La Tresse

Affiche La Tresse
Réalisé par Laetitia Colombani
Titre original The Braid
Pays de production Italie, France, Canada, Belgique
Année 2023
Durée
Musique Ludovico Einaudi
Genre Drame, Cinéma transnational
Distributeur Praesens-Films
Acteurs Kim Raver, Fotinì Peluso, Mia Maelzer
Age légal 12 ans
Age suggéré 12 ans
N° cinéfeuilles 912

Critique

En entrelaçant trois destins de femmes aux univers éloignés, La Tresse ose la parallélisation, l’enchevêtrement et la comparaison de figures toutes sujettes aux conséquences des mêmes maux: les structures et traditions patriarcales. Qu’il s’agisse des bureaux ultramodernes des cols blancs du Montréal néolibéral, des traditions familiales italiennes qui demandent aux femmes de faire un pas en arrière dans les affaires professionnelles ou encore des castes indiennes qui déterminent socialement le devenir d’un individu, le film désire donner espoir à ses trois héroïnes, et leur permettre, peut-être, de percer cette bulle de verre misogyne qui les entourent. Un défi réussi?
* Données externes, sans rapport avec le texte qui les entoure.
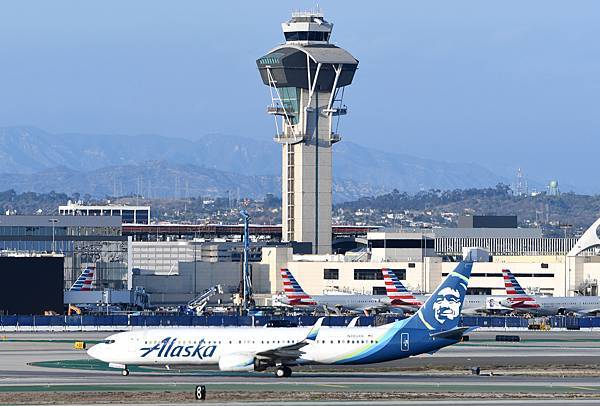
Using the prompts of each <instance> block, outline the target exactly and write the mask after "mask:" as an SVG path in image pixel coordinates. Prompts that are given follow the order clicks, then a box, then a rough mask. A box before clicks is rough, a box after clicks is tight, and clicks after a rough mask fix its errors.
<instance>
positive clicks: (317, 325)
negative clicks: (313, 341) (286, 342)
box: [306, 317, 325, 341]
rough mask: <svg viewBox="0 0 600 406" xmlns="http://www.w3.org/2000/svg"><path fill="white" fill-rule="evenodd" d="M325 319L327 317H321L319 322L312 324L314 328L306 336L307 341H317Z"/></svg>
mask: <svg viewBox="0 0 600 406" xmlns="http://www.w3.org/2000/svg"><path fill="white" fill-rule="evenodd" d="M323 320H325V317H319V319H318V320H317V322H316V323H315V324H314V325H313V326H312V328H311V329H310V331H309V332H308V335H307V336H306V340H307V341H315V340H316V339H317V335H318V334H319V329H320V328H321V325H322V324H323Z"/></svg>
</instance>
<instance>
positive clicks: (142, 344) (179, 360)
mask: <svg viewBox="0 0 600 406" xmlns="http://www.w3.org/2000/svg"><path fill="white" fill-rule="evenodd" d="M472 265H473V264H472V262H470V261H464V262H461V263H459V264H458V266H457V267H456V269H455V270H454V271H453V272H451V273H450V274H449V275H448V276H447V277H446V279H445V280H444V281H443V282H442V283H441V284H440V286H439V287H438V288H437V289H436V290H435V292H433V294H432V295H431V296H429V297H428V298H427V300H426V301H425V303H424V304H423V306H421V308H420V309H419V310H418V311H417V312H416V313H415V314H414V315H412V316H411V317H409V318H405V319H402V320H397V321H394V322H392V323H389V324H385V325H382V326H378V327H323V326H322V323H323V320H324V319H325V318H324V317H321V318H319V319H318V320H317V322H316V323H315V324H314V325H313V326H312V327H292V328H285V327H282V328H259V327H208V328H204V329H197V328H187V327H182V328H160V329H142V330H134V331H127V332H121V333H117V334H113V335H111V336H109V337H107V338H106V339H105V340H104V341H103V342H101V343H98V344H96V345H94V346H93V347H91V348H90V349H89V350H88V354H89V355H90V356H91V357H92V358H95V359H98V360H100V361H103V362H106V363H108V365H109V367H112V368H120V369H122V372H121V374H122V375H123V376H127V375H129V369H128V367H129V366H131V365H153V366H158V365H163V366H166V367H167V368H170V367H172V366H180V365H218V366H219V369H220V370H221V371H264V370H266V369H268V368H275V375H276V376H277V377H289V376H291V374H292V369H291V367H293V366H299V365H314V364H326V365H354V364H371V363H379V362H386V361H391V360H395V359H401V358H407V357H410V356H414V355H419V354H424V353H429V354H433V353H435V352H436V351H438V350H439V349H440V348H444V347H446V346H449V345H452V344H456V343H457V342H459V341H460V340H461V337H462V336H463V334H465V333H466V332H468V331H471V330H473V328H472V327H460V326H459V323H460V310H461V307H462V305H463V301H464V298H465V294H466V291H467V285H468V283H469V278H470V276H471V268H472Z"/></svg>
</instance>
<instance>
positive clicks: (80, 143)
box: [0, 127, 508, 201]
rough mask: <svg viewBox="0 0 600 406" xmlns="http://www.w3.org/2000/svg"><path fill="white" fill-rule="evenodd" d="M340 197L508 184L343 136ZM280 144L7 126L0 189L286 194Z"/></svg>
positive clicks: (178, 194) (111, 192)
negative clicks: (100, 133) (352, 141)
mask: <svg viewBox="0 0 600 406" xmlns="http://www.w3.org/2000/svg"><path fill="white" fill-rule="evenodd" d="M333 148H334V156H333V166H334V169H333V170H334V200H335V201H344V200H348V199H355V198H358V197H361V196H367V195H373V194H378V193H383V192H386V191H389V190H392V189H398V190H400V191H406V192H417V191H419V190H424V189H441V190H448V189H456V188H470V187H485V186H493V185H495V184H497V183H498V182H504V183H508V181H507V180H506V179H504V178H503V177H501V176H498V175H496V174H494V173H493V172H491V171H490V170H488V169H486V168H484V167H482V166H481V165H477V164H472V163H467V162H459V163H452V162H441V161H435V160H428V159H421V158H417V157H414V156H411V155H408V154H404V153H401V152H393V151H379V150H376V149H373V148H370V147H365V146H362V145H358V144H355V143H352V142H349V141H346V140H344V141H342V142H340V143H338V144H336V145H335V146H334V147H333ZM280 165H281V164H280V148H279V146H278V145H276V144H275V143H274V142H273V141H271V140H269V139H265V140H260V139H253V138H245V137H240V136H232V135H223V134H208V135H204V136H201V137H198V139H196V140H188V139H183V138H174V137H165V136H160V135H134V136H124V135H97V134H96V135H91V134H51V133H49V132H46V131H43V130H41V129H38V128H35V127H2V128H0V190H6V189H14V190H16V191H18V192H22V191H36V192H48V191H51V190H55V191H60V192H65V193H73V192H79V193H81V194H85V193H89V194H90V195H92V196H95V197H104V196H107V195H115V194H120V195H122V194H131V193H140V194H143V195H148V196H150V197H162V196H164V197H167V196H179V197H184V196H191V195H202V196H215V195H220V196H223V195H226V194H227V193H228V192H229V193H231V192H233V193H235V194H238V195H239V196H241V197H244V196H247V197H262V196H264V195H265V194H266V193H274V194H277V195H278V194H280V185H279V176H280Z"/></svg>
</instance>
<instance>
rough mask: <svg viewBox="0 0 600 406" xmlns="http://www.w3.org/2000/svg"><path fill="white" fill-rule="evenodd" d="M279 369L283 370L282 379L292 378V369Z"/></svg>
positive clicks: (288, 367) (291, 368) (289, 367)
mask: <svg viewBox="0 0 600 406" xmlns="http://www.w3.org/2000/svg"><path fill="white" fill-rule="evenodd" d="M281 369H283V376H284V377H286V378H289V377H290V376H292V368H290V367H283V368H281Z"/></svg>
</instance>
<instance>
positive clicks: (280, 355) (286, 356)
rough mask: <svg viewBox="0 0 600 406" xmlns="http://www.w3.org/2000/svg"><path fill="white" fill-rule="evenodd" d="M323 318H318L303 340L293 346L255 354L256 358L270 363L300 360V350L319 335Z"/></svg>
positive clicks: (280, 348) (307, 344)
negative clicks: (298, 359)
mask: <svg viewBox="0 0 600 406" xmlns="http://www.w3.org/2000/svg"><path fill="white" fill-rule="evenodd" d="M323 320H325V317H319V319H318V320H317V322H316V323H315V324H314V325H313V326H312V328H311V329H310V331H309V332H308V334H307V335H306V337H305V338H304V340H302V341H299V342H297V343H294V344H289V345H284V346H281V347H277V348H273V349H270V350H266V351H261V352H257V353H256V358H258V359H262V360H265V361H270V362H281V361H287V362H289V361H295V360H296V359H298V358H300V356H301V355H302V354H304V351H302V350H301V349H302V348H303V347H305V346H307V345H309V344H310V343H312V342H314V341H315V340H316V338H317V335H318V334H319V329H320V328H321V325H322V324H323Z"/></svg>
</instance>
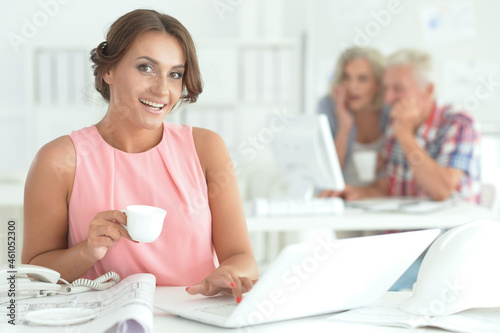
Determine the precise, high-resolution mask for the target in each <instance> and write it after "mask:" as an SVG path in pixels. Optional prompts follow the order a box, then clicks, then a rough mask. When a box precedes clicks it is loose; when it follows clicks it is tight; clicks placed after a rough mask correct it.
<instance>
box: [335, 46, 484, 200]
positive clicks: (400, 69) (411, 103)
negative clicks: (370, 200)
mask: <svg viewBox="0 0 500 333" xmlns="http://www.w3.org/2000/svg"><path fill="white" fill-rule="evenodd" d="M431 72H432V64H431V58H430V56H429V55H428V54H426V53H424V52H421V51H417V50H401V51H399V52H396V53H395V54H393V55H391V56H390V57H389V58H388V59H387V68H386V71H385V73H384V79H383V84H384V87H385V102H386V103H387V104H389V105H390V106H391V108H392V110H391V115H390V118H391V119H390V124H389V127H388V130H387V132H386V134H385V138H384V148H383V154H382V159H383V170H382V172H381V174H380V178H379V179H378V180H377V182H376V184H375V185H373V186H370V187H364V188H355V187H347V188H346V190H345V191H343V193H342V195H343V196H344V197H345V198H346V199H347V200H354V199H360V198H366V197H376V196H417V197H430V198H431V199H433V200H445V199H447V198H449V197H450V196H451V195H452V193H457V194H458V195H459V196H461V197H462V198H463V199H464V200H467V201H470V202H475V203H479V200H480V190H481V186H480V182H479V174H480V167H479V151H480V148H479V132H478V130H477V128H476V125H475V123H474V120H473V118H472V117H471V116H470V115H468V114H467V113H465V112H463V111H458V110H456V109H454V108H453V107H452V106H451V105H437V103H436V100H435V97H434V83H433V81H432V79H431V74H432V73H431Z"/></svg>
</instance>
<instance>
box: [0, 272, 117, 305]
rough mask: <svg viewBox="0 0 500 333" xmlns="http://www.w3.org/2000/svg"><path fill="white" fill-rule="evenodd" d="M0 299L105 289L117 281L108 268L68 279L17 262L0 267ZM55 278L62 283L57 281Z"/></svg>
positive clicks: (6, 298)
mask: <svg viewBox="0 0 500 333" xmlns="http://www.w3.org/2000/svg"><path fill="white" fill-rule="evenodd" d="M0 279H1V280H0V303H4V302H8V301H9V300H10V299H12V298H15V299H17V300H19V299H24V298H31V297H43V296H52V295H55V294H77V293H82V292H85V291H89V290H104V289H108V288H110V287H112V286H114V285H115V284H117V283H118V282H119V281H120V277H119V276H118V274H116V273H115V272H108V273H106V274H104V275H102V276H100V277H98V278H97V279H95V280H88V279H77V280H75V281H73V282H72V283H69V282H68V281H66V280H64V279H62V278H61V274H59V273H58V272H56V271H54V270H52V269H49V268H46V267H42V266H37V265H18V266H16V267H15V269H8V268H7V266H6V265H4V266H2V267H1V270H0ZM59 281H61V282H63V283H58V282H59Z"/></svg>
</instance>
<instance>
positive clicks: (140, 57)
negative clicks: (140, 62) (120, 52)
mask: <svg viewBox="0 0 500 333" xmlns="http://www.w3.org/2000/svg"><path fill="white" fill-rule="evenodd" d="M138 59H146V60H148V61H150V62H152V63H153V64H155V65H158V61H156V60H155V59H153V58H151V57H148V56H141V57H139V58H137V59H135V60H138ZM172 68H176V69H177V68H184V65H175V66H173V67H172Z"/></svg>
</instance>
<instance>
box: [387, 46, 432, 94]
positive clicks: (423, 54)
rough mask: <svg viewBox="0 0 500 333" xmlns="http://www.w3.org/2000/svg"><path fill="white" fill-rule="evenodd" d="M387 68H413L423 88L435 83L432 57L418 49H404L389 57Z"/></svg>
mask: <svg viewBox="0 0 500 333" xmlns="http://www.w3.org/2000/svg"><path fill="white" fill-rule="evenodd" d="M386 61H387V67H399V66H411V67H413V69H414V73H415V79H416V80H417V81H418V83H419V84H420V86H421V87H425V86H426V85H427V84H429V83H433V82H434V71H433V66H432V58H431V56H430V55H429V54H428V53H426V52H423V51H420V50H416V49H402V50H399V51H397V52H395V53H393V54H391V55H390V56H389V57H387V60H386Z"/></svg>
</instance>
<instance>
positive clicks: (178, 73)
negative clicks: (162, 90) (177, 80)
mask: <svg viewBox="0 0 500 333" xmlns="http://www.w3.org/2000/svg"><path fill="white" fill-rule="evenodd" d="M169 76H170V77H171V78H172V79H181V78H182V74H181V73H179V72H172V73H170V75H169Z"/></svg>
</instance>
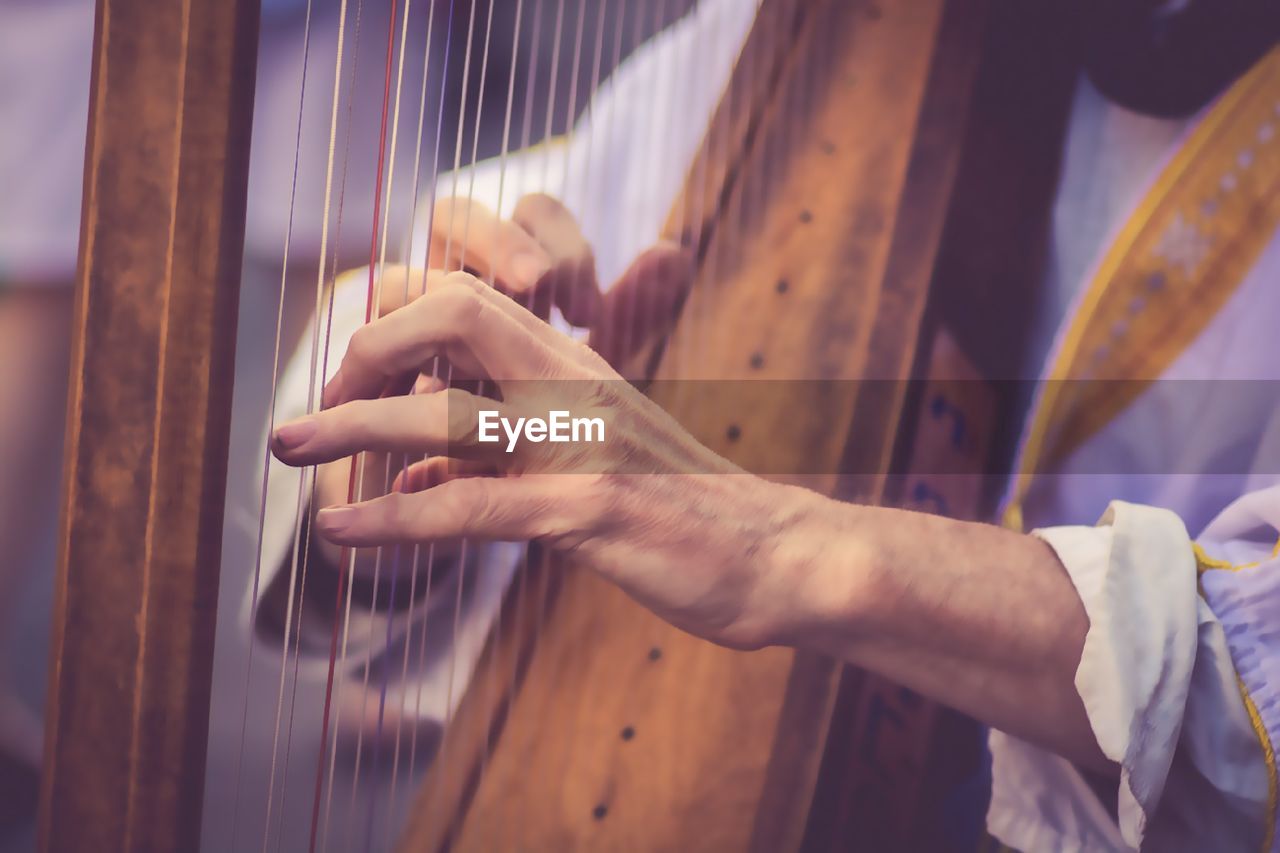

Le film s’ouvre sur Smita (Mia Maelzer) qui tresse les cheveux de sa fille. Elle ne rêve que d’une chose: qu’elle puisse aller à l’école et suivre les cours du brahman local, afin qu’elle se soustraie à sa condition d’intouchable. Giulia (Fotini Peluso), en observant la mer Adriatique, apprend que l’atelier de perruque de son père est criblé de dettes et décide de reprendre l’affaire. Pour finir, Sarah (Kim Raver), mère et avocate, qui s’apprête à prendre la tête d’un cabinet à succès, découvre avoir un cancer du sein. Dans la première demi-heure, le film prend son temps et ancre chacun des contextes sociaux et nationaux de ses protagonistes et évite l’occidentalocentrisme de leurs motivations. Chacune a ses besoins particuliers, ses volontés propres et affronte des difficultés de vie singulières. Smita doit trouver assez d’argent pour prendre le train et, ainsi, espérer fuir sa condition de dalit, Giulia refuse le mariage économique et arrangé proposé par sa mère, tandis que Sarah doit combattre le sexisme quotidien des bureaux d’affaires montréalais.

Le montage est construit comme une structure en tresse qui tisse des liens autour du symbole capillaire. Images très fortes: Smita et sa fille versent leurs cheveux en offrande aux dieux et déesses hindous, cheveux réutilisés par les ouvrières italiennes, tandis que Sarah use des produits de ces manufactures pour l’aider à accompagner émotionnellement le traitement de son cancer du sein.

Il s’agit de l’unique rencontre symbolique entre les trois femmes. Le film ne questionne pas les dynamiques de classes, de genre et d’ethnie dans un contexte de mondialisation qui lient pourtant les héroïnes. Leurs récits sont pensés comme des tresses narratives qui ne se croisent qu’à de rares occasions. Et ils se manquent.

En outre, le film propose une manière très individualiste de résoudre les difficultés de chacune. Certes, des moments de sororité existent, mais l’œuvre ne se repose principalement que sur l’agir des trois femmes, en oubliant progressivement les contextes sociaux et politiques qui restent continuellement présents. Comme si ceux-ci s’effaçaient au fur et à mesure de l’avancée du récit. La réalisatrice, Laetitia Colombani, qui a adapté son propre roman éponyme à l’écran, se décrit elle-même comme se sentant très proche de Sarah, en tant que femme, blanche, bourgeoise et naviguant dans des sphères élitistes (culturelles pour Laetitia et professionnelles pour Sarah). Une vision qui teinte ainsi sensiblement le récit dans son déroulement.

La Tresse est une œuvre de son temps. Les récits décrivent des contextes patriarcaux différenciés, tout en oubliant de tisser entre eux les liens du monde contemporain. Sarah, Smita et Giulia se battent et essayent à tout prix de pouvoir sortir d’une condition qui pourrait déterminer leur devenir, tout en oubliant qu’entre elles des liens sociaux et de domination subsistent.